Tensor parallelism communication
Each forward attention block needs one all-reduce on activations of size $B \cdot L \cdot d_{\mathrm{model}}$ (with $B$ the batch size, $L$ the sequence length). With ring all-reduce on NVLink, this takes roughly $\frac{2(K-1)}{K}\, \frac{B L d}{ \mathrm{bw}}$ seconds. For $B L d = 10^6$ in BF16 and NVLink at 600 GB/s, this is $\approx 6$ μs, negligible per layer but accumulates over 96 layers.
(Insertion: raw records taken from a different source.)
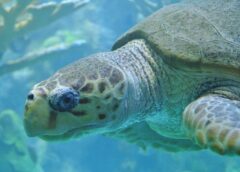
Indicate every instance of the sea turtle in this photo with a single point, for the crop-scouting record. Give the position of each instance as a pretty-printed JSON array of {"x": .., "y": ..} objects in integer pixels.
[{"x": 171, "y": 82}]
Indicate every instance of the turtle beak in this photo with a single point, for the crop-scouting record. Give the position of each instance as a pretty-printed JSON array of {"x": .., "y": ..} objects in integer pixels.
[{"x": 36, "y": 113}]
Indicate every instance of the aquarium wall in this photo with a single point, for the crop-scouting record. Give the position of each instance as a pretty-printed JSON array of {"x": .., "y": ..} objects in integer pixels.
[{"x": 39, "y": 37}]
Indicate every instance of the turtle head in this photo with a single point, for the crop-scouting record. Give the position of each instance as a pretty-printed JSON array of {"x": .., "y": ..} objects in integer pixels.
[{"x": 84, "y": 97}]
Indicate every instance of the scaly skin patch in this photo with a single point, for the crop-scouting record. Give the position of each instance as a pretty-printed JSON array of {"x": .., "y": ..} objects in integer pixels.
[
  {"x": 214, "y": 122},
  {"x": 101, "y": 87}
]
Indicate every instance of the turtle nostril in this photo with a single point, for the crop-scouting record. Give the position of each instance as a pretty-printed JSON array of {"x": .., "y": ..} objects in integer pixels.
[{"x": 30, "y": 96}]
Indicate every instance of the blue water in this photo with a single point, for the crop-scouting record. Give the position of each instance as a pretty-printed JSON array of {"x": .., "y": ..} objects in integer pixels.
[{"x": 95, "y": 26}]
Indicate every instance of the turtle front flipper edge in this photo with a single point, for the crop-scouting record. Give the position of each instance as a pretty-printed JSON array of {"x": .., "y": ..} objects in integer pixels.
[{"x": 213, "y": 121}]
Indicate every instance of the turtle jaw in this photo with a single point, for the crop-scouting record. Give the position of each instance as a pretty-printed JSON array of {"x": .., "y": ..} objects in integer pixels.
[{"x": 36, "y": 113}]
Expert parallelism all-to-all
The all-to-all moves $B \cdot L \cdot d_{\mathrm{model}}$ tokens of activation per forward pass. Cross-node all-to-all is one of the most expensive primitives in distributed training and is the chief bottleneck for very large MoE models.
Practical heuristic
Choose parallelism axes by communication intensity vs interconnect bandwidth:
- Tensor parallelism within a node (NVLink, 600 GB/s+).
- Pipeline parallelism across nodes within a rack (InfiniBand, 200 Gb/s).
- Data parallelism across racks.
- Expert parallelism only when you have very fast all-to-all (modern InfiniBand or NVL-rack).